The City Council asked the public to give guidance as to whether they think the city should require businesses to charge customers five cents for every single-use plastic bag.

Monday, there was overwhelming support for a citywide bag fee among the dozens in attendance, but there was some opposition. 

"We know that it's hard for humans to make changes, but let me tell you, money, including five cents, is a motivator for people to make these changes," said one commenter in support of the fee. 

"We need to take this action," said another supporter. "You have the opportunity to reduce bag consumption by tens of millions of bags per year. I hope you take it." 

The bags in question are the ones you get at the checkout counter at grocery stores. The city’s proposal would put a five cent charge on each bag to encourage people to bring their own reusable bags to the store when they shop.

"I know that change is difficult, but if you take the step to place a fee on single-use bags, I'm positive you'll quickly realize this is a win for us all," another supporter said. 

That proposal also says plastic bags make up a big portion of trash found in parks and on the side of the road.

In addition, waste collection workers spend a significant amount of time removing plastic bags that get stuck in their equipment each week.

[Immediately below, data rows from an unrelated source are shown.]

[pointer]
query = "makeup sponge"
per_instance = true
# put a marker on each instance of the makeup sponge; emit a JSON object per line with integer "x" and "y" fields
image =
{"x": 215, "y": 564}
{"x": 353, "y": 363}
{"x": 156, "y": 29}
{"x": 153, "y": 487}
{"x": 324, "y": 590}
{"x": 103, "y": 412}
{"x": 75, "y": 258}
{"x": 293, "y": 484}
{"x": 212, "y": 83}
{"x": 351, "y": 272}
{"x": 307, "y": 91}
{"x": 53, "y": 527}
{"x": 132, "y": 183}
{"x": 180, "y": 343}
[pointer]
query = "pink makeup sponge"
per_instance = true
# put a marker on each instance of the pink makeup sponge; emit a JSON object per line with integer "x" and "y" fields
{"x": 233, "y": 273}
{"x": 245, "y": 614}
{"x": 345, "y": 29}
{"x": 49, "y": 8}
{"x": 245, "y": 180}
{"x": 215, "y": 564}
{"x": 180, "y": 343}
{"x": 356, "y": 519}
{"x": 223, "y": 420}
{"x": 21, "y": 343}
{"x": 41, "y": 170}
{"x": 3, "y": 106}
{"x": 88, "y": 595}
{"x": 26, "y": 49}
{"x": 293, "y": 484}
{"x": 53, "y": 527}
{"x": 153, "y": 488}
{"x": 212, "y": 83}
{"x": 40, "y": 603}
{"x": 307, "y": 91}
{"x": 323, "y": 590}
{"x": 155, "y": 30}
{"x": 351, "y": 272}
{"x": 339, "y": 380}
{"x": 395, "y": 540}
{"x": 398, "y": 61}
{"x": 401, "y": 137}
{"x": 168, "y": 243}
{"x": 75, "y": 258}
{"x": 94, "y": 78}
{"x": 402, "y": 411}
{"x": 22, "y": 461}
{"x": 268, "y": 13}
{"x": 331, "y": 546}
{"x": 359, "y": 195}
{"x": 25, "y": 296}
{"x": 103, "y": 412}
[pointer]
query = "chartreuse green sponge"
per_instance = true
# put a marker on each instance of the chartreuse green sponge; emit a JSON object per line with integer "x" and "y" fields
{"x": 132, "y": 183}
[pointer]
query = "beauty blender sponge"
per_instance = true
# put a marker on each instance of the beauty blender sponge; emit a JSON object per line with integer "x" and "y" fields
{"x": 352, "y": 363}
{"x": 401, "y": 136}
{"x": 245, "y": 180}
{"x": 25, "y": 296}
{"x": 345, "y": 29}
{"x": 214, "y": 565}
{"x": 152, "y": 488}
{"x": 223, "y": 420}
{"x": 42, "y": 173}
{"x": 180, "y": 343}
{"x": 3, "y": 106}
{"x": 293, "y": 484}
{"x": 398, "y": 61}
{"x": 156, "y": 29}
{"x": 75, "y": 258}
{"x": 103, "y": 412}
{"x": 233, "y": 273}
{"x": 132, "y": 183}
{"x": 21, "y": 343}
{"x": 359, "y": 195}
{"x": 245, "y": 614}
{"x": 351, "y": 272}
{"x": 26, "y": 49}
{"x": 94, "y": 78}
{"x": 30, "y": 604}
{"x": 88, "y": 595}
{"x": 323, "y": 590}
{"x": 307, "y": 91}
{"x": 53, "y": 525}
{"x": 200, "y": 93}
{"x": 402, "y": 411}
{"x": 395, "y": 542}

The city also cites a survey they did with nearly 800 residents that found 67 percent of people would be more likely to bring their own bag if there was a fee.

Those opposed to the bag fee cite the negative impact it could have on businesses. 

"We have several concerns," said one opposer. "First, the competitive disadvantage created for Minneapolis businesses, we know that consumers will shop price." 

The fee would not apply to the plastic bags you see in the produce section and there wouldn’t be a charge for restaurant carryout bags or from clothing stores. Anyone who uses federal or state assistance programs would be exempt from the ordinance as well. 

The City Council approved a ban on bags in 2017, but the move was blocked by state lawmakers. 

California has a state law like the one proposed in Minneapolis. Starting in March, the state of New York will institute one as well.

A vote on the issue could come by the end of the year in Minneapolis.